The core idea is to attempt to establish bootstrap connections in

parallel during the bootstrap process, and download the consensus from

the first connection that completes.

Connection attempts will be performed on an exponential backoff basis.

Initially, connections will be performed to a randomly chosen hard

coded directory mirror and a randomly chosen canonical directory

authority. If neither of these connections complete, additional mirror

and authority connections are tried. Mirror connections are tried at

a faster rate than authority connections.

We specify that mirror connections retry after half a second, and then

double the retry time with every connection:

0, 1, 2, 4, 8, 16, 32, ...

We specify that directory authority connections retry after 5 seconds,

and then double the retry time with every connection:

0, 10, 20, ...

If the client has both an IPv4 and IPv6 address, we try IPv4 and IPv6

mirrors and authorities on the following schedule:

IPv4, IPv6, IPv4, IPv6, ...

We try IPv4 first to avoid overloading IPv6-enabled authorities and

mirrors. Mirrors and auths get a separate IPv4/IPv6 schedule. This

ensures that we try an IPv6 authority within the first 10 seconds.

This helps implement #8374 and related tickets.

The maximum retry time for both timers is 3 days + 1 hour. This places a

small load on the mirrors and authorities, while allowing a client that

regains a network connection to eventually download a consensus.
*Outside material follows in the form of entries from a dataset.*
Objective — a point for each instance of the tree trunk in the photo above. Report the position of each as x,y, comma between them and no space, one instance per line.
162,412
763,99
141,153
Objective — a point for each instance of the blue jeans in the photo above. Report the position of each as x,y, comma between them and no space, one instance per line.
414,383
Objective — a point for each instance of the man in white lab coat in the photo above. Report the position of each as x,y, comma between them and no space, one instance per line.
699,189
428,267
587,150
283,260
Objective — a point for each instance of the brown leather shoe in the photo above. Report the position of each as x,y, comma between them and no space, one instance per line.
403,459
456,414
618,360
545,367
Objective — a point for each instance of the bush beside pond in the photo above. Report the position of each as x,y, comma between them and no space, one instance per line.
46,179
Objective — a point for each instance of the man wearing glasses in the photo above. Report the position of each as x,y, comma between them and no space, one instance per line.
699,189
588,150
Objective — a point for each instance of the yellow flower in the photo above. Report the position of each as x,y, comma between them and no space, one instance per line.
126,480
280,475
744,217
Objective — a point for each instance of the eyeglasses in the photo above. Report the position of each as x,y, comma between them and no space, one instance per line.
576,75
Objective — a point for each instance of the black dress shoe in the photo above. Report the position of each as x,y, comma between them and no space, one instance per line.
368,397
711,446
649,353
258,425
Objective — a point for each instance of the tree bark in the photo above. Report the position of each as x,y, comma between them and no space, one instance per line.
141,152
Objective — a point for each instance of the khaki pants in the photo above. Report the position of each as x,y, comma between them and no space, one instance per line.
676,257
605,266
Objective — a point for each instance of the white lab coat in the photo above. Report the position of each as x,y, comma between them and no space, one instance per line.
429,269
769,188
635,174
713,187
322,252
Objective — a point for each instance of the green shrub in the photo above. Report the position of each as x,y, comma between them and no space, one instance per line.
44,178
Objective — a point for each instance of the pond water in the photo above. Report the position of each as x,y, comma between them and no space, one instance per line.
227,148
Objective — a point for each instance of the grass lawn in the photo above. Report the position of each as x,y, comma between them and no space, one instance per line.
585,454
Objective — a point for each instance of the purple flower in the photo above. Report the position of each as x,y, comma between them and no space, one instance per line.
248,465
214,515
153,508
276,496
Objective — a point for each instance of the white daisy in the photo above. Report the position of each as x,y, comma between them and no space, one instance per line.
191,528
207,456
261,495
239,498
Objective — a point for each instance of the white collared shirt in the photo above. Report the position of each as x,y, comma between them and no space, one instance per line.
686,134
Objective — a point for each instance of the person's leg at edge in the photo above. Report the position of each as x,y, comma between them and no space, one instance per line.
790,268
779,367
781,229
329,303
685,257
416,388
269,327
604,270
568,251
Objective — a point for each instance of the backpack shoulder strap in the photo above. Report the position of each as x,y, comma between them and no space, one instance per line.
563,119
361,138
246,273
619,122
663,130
The retry timers must reset on HUP and any network reachability events,

[ TODO: do we have network reachability events? ]

so that clients that have unreliable networks can recover from network

failures.

The first connection to complete will be used to download the consensus

document and the others will be closed, after which bootstrapping will

proceed as normal.

A benefit of connecting to directory authorities is that clients are

warned if their clock is wrong. Therefore, when closing a directory

authority connection, we check to see if we have successfully connected

to an authority during this run of the Tor client. If not, we allow the

authority TLS connection to complete, then close the connection.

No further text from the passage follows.